BTU School – STEM Field Trip 9 (’18-’19)

For our final field trip of this year, 44 students from the Boston Teachers Union (BTU) School came for a field trip on December 7th, 2019 to learn about engineering. The field trip was on the first day of NU finals, so much lower volunteer turn-out: thank you Francheska and Jameson for coming to help! Would have been very difficult without you two. A large number of the students (~12) were students that participated in the Mendell EFA Robotics last year, so they were very happy to see me (Nick) again (and it was nice to see them again)! In addition, a large number (probably 3/4) of the students had been on a STEM field trip to Northeastern before, meaning they were pretty familiar with engineering already, so the presentation was a refresher for them.
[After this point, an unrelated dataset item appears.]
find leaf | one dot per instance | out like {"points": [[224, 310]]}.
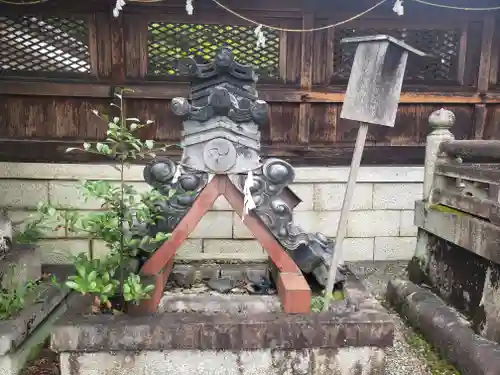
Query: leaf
{"points": [[81, 270], [72, 285], [148, 288], [92, 276], [107, 289], [126, 289]]}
Students shoot their catapults

Deeming them to be more experienced than other classes, I chose not to show them any sample catapults during the catapults activity. In addition, rather than shooting for accuracy + precision (which wouldn’t work with limited volunteers), the students were told to build catapults that shot as far as possible. These changes resulted in more non-working catapults during the initial round of testing, but learning what did and didn’t work, the students improved their designs and increased their shooting distance. The winning design shot a skittle over 30 feet.
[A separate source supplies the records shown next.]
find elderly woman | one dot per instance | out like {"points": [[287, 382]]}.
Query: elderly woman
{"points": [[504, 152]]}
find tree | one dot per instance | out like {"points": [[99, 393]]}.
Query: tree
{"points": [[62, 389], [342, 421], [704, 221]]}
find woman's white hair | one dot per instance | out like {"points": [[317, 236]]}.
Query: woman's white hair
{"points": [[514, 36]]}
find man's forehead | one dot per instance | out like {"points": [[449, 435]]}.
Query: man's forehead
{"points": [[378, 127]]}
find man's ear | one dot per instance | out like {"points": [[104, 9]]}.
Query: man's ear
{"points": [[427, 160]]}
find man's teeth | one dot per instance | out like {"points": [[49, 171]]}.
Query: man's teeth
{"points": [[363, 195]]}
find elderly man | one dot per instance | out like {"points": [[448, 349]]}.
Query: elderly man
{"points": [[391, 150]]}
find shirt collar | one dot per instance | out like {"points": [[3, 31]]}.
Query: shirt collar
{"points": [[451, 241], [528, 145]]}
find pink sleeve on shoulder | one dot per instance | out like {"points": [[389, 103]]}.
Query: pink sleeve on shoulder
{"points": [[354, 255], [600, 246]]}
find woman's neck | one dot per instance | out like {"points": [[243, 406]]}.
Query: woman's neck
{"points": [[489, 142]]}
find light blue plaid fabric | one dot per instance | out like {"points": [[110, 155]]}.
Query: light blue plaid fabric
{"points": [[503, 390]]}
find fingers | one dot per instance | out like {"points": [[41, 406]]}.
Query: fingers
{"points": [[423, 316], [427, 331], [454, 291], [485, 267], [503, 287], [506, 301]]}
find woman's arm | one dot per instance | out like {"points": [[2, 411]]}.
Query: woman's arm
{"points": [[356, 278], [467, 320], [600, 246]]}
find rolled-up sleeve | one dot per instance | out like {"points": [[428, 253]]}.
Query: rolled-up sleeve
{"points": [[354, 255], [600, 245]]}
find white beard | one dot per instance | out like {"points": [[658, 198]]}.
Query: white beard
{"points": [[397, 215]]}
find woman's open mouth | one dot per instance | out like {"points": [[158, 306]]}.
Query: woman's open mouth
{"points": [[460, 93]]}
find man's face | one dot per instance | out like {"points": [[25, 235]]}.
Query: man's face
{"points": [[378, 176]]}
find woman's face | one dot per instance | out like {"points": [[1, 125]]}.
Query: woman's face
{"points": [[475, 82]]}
Francheska help test reverse egg drop designs

After lunch, the students built their reverse egg dropdesigns, using “$100” to select their materials and design an egg-catching device. Student designs were very varied in this class; my favorite designs were two groups who used “energy redirection” designs, which come up very rarely (this was only my second time seeing them). The first group’s design used a balloon to absorb some energy and bounce the egg sideways into a catch area. Sadly, the balloon was not taped down so the egg hit the balloon, pushing it aside and smashing into the ground under it. The second group built a 45 degree angle ramp for their egg to hit and roll down. Unfortunately, their ramp was not thick enough to support the falling egg and the egg smashed through the ramp into the ground. Still, very creative designs!